Mark Hix’s Cock ‘n’ Bull Gallery is proud to present the work of Shoreditch gallerist, curator and artist Zavier Ellis in his solo exhibition Type 1 Zealotry.
Director of Charlie Smith London and co-founder of The Future Can Wait, Ellis combines three roles, each feeding into the other. His perception of what is creatively vital and new, which informs the choices he makes as a gallerist is also the driving force of his own practice as an artist.
More specifically, his work combines a fascination with graffiti with an equal fascination with the esoteric. This, in turn, acts as a reminder that the graffiti we casually encounter in the street are themselves often part of a secret language of signs, revealing their real meanings only to the informed and initiated.
“Rather than street art I would claim a fascination with the street itself, or the urban environment/the city… The elements my eyes are most drawn to are signing writing, posters, old faded advertisements painted directly on to brickwork, roughly drawn graffiti, street markings […] part of a battle to render something permanent from the fleeting and ephemeral.” Zavier Ellis
For this exhibition, Ellis has produced a monumental 2 by 3 meter painting, along with a suite of pencil drawings and collages. His work acknowledges the graffiti of Modernists such as Schwitters, Tapiès and Robert Rauschenberg and he also cites the impact made on him by the photography of Brassaï.

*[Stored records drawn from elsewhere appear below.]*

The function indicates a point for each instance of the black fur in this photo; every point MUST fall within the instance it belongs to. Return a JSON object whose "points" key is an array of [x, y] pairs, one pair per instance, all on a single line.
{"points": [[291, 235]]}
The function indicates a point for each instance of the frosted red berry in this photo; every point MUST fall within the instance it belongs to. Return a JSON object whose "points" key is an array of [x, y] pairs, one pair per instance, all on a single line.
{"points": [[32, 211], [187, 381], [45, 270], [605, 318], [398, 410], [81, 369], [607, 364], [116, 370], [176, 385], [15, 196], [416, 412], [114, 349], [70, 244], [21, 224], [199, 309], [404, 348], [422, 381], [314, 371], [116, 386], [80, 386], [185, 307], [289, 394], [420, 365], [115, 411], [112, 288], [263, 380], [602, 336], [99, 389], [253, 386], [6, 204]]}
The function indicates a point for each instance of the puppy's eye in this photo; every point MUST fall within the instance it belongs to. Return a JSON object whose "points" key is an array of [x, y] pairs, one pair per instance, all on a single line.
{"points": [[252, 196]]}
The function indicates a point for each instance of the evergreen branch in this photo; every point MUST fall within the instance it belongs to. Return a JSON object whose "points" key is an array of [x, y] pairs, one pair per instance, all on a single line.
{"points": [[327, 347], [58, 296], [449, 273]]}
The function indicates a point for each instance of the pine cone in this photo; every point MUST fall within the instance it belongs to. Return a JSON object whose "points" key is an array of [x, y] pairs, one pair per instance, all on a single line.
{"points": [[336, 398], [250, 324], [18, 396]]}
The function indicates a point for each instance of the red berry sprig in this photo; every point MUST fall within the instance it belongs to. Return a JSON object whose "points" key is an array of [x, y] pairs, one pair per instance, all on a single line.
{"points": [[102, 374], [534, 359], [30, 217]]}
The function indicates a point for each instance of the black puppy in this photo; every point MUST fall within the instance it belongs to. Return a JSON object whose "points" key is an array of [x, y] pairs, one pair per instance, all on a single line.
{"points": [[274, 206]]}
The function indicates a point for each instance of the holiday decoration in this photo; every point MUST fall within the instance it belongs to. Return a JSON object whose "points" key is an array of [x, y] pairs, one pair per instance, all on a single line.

Ellis sees his output as being the product of research as much as it is the product of what he sees around him in the contemporary urban context. There are references that are overt, others that are deliberately hidden – to religion, to occult beliefs, to insanity (and the links between these three topics). Often he makes use of quite elaborate symbolic language(s) in the plural. Not just the use of verbal codes but also of coded colour, and of codes based on measurements, based on the width of the lettering that appears so frequently and prominently in these compositions.

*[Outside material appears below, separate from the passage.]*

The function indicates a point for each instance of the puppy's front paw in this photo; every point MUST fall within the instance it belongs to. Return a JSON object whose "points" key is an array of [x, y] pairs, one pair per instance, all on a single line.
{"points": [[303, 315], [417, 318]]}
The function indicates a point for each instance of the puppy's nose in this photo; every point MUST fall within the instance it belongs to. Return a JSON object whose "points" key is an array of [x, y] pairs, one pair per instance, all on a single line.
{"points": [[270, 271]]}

The work shown here offers a deeply serious contribution to our analysis of urban living – the mysterious life of the city that surrounds us. At the same time, it is often replete with ironic humour. This is a body of work in step with the overall spirit of Cock ‘n’ Bull gallery.
During the exhibition, Cock ‘n’ Bull Gallery will be hosting a Hix Lix art dinner. Diners will feast in the gallery, enjoying a bespoke menu which has been designed to encapsulate the apocalyptic nature of the show.